Touchstones

Trees suffused with sunlight
Trees suffused with sunlight.
(Pixabay – Public Domain)

Solarpunk

Hope for the future

Books like Always Coming Home by Ursula Le Guin; A Psalm for the Wild-Built and A Prayer for the Crown-Shy by Becky Chambers; The Fifth Sacred Thing and City of Refuge by Starhawk.

These are books that envision a solar powered, sustainable future. There may be dystopias over the horizon, but home is a place where handicrafts and home-made things nestle together with solar power and sustainable technology.

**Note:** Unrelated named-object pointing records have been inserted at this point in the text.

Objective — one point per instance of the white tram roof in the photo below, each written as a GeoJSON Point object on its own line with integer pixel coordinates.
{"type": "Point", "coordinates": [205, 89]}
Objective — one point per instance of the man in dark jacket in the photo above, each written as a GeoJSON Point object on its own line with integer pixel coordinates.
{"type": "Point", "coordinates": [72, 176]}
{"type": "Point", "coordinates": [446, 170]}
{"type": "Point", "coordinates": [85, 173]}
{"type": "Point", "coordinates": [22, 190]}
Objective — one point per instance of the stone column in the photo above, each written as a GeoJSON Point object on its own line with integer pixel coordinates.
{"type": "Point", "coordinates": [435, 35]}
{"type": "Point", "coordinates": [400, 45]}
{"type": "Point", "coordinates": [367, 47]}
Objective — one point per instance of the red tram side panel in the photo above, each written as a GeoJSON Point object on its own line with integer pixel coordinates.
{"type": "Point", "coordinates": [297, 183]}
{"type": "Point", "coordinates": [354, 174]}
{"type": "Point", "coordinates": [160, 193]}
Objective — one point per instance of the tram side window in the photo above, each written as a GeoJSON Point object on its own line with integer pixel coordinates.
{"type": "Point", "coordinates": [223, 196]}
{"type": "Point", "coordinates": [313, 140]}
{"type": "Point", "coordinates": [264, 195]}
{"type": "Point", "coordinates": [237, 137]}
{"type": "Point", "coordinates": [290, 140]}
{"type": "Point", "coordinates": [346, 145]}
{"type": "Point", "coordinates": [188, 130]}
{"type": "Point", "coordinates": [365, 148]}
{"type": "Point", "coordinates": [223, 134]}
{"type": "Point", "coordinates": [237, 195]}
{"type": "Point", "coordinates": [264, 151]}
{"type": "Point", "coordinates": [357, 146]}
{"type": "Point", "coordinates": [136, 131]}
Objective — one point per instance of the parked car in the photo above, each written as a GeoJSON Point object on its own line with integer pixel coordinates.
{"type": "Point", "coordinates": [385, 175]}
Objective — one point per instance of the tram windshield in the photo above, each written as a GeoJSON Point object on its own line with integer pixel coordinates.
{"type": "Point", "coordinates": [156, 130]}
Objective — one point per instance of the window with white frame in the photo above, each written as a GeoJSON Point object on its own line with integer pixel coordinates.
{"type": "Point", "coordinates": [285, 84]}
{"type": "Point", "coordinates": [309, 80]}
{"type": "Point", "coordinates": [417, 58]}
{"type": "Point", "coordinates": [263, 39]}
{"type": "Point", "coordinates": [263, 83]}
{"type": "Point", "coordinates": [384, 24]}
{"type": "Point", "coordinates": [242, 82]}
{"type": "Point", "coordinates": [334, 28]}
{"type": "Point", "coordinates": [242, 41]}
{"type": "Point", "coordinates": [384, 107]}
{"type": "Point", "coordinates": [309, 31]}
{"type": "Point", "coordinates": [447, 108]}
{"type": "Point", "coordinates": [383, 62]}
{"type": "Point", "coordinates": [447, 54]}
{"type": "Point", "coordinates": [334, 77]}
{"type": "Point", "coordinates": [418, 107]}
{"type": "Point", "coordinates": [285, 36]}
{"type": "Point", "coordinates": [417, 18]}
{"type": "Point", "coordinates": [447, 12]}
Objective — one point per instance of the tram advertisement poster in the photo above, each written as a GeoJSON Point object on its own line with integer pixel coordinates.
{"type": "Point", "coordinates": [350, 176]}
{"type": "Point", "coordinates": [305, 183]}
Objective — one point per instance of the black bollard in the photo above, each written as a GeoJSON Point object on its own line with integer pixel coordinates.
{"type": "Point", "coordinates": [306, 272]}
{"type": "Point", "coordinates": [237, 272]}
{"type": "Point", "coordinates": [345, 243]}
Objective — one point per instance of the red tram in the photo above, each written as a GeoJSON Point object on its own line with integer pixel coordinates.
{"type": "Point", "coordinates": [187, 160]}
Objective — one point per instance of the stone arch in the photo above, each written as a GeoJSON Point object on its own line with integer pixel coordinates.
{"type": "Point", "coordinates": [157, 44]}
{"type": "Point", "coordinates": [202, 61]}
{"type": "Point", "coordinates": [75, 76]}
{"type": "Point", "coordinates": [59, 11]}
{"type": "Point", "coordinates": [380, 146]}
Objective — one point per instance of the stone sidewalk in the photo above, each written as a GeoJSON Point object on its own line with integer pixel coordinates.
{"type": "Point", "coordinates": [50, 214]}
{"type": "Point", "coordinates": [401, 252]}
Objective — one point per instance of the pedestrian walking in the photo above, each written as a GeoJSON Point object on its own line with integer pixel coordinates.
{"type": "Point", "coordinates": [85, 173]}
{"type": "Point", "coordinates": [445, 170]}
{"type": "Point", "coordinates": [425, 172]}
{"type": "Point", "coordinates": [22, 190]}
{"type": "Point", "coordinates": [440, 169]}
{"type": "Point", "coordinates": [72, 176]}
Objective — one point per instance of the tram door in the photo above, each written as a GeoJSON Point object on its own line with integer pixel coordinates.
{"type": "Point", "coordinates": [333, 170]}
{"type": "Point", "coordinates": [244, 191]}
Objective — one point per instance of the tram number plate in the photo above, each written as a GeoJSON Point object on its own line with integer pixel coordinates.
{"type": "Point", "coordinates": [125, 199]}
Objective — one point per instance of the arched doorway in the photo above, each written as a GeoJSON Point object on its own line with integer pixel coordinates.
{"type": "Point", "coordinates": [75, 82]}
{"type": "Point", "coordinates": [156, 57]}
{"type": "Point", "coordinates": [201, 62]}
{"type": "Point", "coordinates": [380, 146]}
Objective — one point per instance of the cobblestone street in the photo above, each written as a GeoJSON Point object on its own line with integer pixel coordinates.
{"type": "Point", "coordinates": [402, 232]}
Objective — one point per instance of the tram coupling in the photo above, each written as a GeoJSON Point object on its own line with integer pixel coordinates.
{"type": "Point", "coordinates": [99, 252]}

Solarpunk is a portmanteau word created from the “punk” part of steampunk and cyberpunk, and the concept of solar power and other sustainable technologies.

Samizdat literature
Samizdat (unofficial literature) in the USSR, Moscow.
(Photo by Nkrita – CC-BY-SA 4.0 International)

Samizdat

The spirit of resistance

Samizdat was literature as resistance, painstakingly copied from censored materials:

“Samizdat (Russian: самиздат, pronounced [səmɨzˈdat], lit. ‘self-publishing’), also samvydav (Ukrainian: самвидав), was a form of dissident activity across the Eastern Bloc in which individuals reproduced censored and underground makeshift publications, often by hand, and passed the documents from reader to reader. The practice of manual reproduction was widespread, because printed texts could be traced back to the source. This was a grassroots practice used to evade official Soviet censorship.

Weaving

Spinning and Weaving

Creating gold from straw

Both weaving and spinning have been used as metaphors for storytelling. The magical qualities of weaving, and the mesmerizing effect of spinning, both lend themselves well to the concept of storytelling and narrative.

Weaving is a metaphor for creating community, and for creating reality itself (the Wyrd Sisters in Norse mythology, the Moirai in Greek mythology, the Fates in Roman mythology, were all weavers).

Soul Alchemy

The magic of transformation

Alchemy was the attempt to make gold out of base metals, mostly lead. The word alchemy comes from Greek khemeioa, possibly referring to Egypt as the land of black earth, or from Greek khymatos “that which is poured out,” from khein “to pour”.

Even at the height of the quest for gold, alchemy involved the transformation of the alchemists’ soul at the same time as the substances they were working with, and metaphorical imagery abounded.